“The most important ability is availability” is a long-enduring sports cliche regarding an athlete’s capacity to stay healthy, and it’s endured throughout the decades because it’s true, and a player’s capacity for mental engagement is a branch on the same tree, something that very much accounts for a big chunk of the success Jemerrio Jones had with the Lakers to end this season.
Jones tries to make something happen on every play, despite the limitations of his skill set. He cuts more than anyone because he knows he isn’t much of a threat as a spot-up shooter. He drops down to sandwich rebound. He runs the court in transition like his hair is on fire. He isn’t special because he does those things, he’s special because he does those things nearly every single time. Few NBA players can sustain a comparable effort.
Energy guys are easy to fall for, especially in such a dour season where I found myself watching as a fan and wondering why so many of the players don’t seem to care as much as I do. The old high school coach in me is a sucker for guys like Jones, who consistently and joyfully does the “little things” (I hate that term because it minimizes their importance, but it’s accurate here). Jones’ effort and affability were not only a brief breath of fresh air during this suffocating season, but also illustrated the value of the “little things” amidst otherwise wonky April basketball.

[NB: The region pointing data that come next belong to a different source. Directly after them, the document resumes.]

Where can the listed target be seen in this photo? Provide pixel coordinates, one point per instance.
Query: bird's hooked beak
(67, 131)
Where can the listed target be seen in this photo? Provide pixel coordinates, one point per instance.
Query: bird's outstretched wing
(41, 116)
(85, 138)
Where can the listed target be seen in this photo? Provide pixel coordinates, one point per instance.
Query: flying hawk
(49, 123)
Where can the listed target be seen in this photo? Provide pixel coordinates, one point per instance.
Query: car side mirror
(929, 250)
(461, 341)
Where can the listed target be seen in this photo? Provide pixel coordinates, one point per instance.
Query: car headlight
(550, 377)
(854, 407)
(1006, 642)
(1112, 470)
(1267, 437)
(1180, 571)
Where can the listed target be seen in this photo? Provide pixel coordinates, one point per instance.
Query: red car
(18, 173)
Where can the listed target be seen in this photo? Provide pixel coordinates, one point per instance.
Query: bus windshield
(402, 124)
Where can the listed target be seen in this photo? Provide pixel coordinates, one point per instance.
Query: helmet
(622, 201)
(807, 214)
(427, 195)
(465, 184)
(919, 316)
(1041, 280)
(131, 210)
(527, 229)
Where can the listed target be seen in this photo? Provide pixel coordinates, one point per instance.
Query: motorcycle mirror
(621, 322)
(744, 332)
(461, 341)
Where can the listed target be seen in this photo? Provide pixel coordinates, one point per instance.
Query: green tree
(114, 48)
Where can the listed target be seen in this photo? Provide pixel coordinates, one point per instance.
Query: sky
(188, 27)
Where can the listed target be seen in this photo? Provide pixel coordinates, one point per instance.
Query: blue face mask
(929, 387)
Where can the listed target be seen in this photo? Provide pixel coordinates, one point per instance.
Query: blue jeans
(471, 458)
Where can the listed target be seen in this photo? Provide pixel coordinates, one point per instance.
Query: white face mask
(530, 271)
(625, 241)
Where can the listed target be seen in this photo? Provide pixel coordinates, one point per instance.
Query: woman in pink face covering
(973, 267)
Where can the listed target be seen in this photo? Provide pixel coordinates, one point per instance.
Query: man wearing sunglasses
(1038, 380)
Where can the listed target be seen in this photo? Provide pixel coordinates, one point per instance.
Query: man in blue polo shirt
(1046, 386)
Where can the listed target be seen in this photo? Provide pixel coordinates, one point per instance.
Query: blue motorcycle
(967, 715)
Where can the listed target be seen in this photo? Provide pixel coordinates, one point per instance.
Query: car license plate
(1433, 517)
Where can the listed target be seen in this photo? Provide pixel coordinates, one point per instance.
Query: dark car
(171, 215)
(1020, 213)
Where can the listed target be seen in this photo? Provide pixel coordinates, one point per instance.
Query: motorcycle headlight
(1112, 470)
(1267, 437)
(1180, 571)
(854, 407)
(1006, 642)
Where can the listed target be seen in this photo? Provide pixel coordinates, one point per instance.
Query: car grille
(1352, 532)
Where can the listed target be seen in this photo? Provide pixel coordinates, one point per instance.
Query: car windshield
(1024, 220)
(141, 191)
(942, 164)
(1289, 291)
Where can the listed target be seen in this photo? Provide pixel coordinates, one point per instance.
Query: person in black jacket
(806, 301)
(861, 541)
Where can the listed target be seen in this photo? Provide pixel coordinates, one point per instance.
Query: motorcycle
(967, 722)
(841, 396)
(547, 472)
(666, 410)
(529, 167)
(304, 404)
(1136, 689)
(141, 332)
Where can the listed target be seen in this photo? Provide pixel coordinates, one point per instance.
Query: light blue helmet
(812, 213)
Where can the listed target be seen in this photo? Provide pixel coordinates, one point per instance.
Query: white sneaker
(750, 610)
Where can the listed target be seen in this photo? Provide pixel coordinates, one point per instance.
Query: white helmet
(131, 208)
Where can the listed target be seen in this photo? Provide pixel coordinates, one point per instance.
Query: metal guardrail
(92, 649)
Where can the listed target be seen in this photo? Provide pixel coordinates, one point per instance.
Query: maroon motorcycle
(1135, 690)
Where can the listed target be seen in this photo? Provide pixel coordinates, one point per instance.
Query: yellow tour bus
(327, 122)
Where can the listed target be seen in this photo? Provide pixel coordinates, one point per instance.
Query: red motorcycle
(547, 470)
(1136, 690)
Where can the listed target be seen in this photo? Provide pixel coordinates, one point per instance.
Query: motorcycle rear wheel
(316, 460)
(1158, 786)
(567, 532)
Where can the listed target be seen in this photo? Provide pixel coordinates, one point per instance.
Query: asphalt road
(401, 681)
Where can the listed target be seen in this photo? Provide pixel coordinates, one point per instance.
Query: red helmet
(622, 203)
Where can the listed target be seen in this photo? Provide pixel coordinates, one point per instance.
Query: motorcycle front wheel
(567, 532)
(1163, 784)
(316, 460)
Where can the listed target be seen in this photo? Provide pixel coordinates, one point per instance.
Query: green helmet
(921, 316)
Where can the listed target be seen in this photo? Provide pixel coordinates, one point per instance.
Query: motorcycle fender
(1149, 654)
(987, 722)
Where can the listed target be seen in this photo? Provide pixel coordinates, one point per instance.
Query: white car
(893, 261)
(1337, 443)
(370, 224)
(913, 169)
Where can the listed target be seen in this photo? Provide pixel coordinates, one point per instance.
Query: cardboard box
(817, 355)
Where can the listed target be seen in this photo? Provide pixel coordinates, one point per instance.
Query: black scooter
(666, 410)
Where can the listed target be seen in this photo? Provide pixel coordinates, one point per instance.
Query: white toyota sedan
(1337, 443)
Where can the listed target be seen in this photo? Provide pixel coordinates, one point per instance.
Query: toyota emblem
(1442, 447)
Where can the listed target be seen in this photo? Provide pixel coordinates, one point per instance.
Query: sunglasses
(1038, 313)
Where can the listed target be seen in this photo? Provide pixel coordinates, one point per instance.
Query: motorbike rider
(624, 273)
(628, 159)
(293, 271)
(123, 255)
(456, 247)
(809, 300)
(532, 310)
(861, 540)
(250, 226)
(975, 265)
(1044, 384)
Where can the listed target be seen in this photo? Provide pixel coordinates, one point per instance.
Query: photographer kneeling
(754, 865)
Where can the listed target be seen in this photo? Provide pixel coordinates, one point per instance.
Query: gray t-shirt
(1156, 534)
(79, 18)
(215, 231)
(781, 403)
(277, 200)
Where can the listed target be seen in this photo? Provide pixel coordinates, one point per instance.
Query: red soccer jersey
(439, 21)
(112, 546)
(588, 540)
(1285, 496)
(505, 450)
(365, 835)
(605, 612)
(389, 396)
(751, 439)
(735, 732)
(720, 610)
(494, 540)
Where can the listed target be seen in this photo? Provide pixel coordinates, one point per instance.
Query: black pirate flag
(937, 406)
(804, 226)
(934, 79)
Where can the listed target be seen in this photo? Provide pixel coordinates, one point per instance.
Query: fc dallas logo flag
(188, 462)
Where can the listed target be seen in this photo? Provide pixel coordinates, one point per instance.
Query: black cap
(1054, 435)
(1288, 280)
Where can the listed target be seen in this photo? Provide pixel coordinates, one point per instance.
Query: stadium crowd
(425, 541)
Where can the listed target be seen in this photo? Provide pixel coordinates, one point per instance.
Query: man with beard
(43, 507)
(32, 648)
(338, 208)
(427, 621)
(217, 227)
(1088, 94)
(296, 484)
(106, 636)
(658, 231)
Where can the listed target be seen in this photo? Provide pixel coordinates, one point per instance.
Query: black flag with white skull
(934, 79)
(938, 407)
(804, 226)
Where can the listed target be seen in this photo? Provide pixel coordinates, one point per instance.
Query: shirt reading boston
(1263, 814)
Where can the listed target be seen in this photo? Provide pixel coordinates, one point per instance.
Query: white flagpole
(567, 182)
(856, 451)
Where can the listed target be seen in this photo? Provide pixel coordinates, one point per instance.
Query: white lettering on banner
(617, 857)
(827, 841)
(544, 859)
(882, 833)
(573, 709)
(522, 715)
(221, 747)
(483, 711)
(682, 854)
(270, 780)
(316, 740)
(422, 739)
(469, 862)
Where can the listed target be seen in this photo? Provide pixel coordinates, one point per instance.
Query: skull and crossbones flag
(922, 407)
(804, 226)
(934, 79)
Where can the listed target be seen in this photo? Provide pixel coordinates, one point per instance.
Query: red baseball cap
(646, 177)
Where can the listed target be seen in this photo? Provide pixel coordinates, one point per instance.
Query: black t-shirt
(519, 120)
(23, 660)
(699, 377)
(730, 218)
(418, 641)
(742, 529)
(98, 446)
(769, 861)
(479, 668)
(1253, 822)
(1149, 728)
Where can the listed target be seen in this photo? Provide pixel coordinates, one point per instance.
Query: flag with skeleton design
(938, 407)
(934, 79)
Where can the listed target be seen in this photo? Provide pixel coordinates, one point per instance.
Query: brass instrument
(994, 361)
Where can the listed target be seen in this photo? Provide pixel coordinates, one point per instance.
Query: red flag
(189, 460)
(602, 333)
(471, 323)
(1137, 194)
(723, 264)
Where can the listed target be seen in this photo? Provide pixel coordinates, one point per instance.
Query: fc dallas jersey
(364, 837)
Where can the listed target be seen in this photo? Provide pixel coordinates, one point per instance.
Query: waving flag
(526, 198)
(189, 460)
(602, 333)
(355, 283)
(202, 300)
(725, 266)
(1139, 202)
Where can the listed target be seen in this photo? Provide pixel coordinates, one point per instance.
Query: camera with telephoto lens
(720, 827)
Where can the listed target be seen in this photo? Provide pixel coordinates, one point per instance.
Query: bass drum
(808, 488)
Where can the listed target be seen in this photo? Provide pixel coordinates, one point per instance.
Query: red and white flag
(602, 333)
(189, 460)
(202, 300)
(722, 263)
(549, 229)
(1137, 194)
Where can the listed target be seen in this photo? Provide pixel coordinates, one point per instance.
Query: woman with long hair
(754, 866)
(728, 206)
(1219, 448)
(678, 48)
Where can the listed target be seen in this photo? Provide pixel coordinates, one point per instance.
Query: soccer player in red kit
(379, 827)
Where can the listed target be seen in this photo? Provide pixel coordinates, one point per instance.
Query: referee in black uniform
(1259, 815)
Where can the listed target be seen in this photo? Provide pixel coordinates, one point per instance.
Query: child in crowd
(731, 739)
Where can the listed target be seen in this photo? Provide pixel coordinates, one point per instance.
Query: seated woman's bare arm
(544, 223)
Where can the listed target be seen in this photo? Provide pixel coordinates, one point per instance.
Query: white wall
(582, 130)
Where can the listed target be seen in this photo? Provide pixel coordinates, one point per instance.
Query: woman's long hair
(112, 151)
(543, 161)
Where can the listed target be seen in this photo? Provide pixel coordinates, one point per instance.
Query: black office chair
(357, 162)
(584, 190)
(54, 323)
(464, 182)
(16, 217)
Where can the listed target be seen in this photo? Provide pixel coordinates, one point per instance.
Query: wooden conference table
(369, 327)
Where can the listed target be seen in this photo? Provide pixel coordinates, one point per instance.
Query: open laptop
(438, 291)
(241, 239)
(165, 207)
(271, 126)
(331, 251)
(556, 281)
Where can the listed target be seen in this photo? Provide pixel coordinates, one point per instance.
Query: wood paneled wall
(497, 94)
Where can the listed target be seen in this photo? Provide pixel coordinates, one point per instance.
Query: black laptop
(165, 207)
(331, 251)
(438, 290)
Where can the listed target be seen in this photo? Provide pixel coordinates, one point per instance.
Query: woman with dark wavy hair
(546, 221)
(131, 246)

Jemerrio Jones is an anomaly. He has a small-ball center’s game in a shooting guard’s body. He doesn’t possess any NBA-caliber skills that he can use when his team is operating in half-court offense, and at some point, he’ll need to. But his ability to reach the NBA on the sheer force of his effort and engagement is a testament to the value of such under-appreciated attributes, and why the Lakers should heavily consider exercising their team option on the second year of his contract.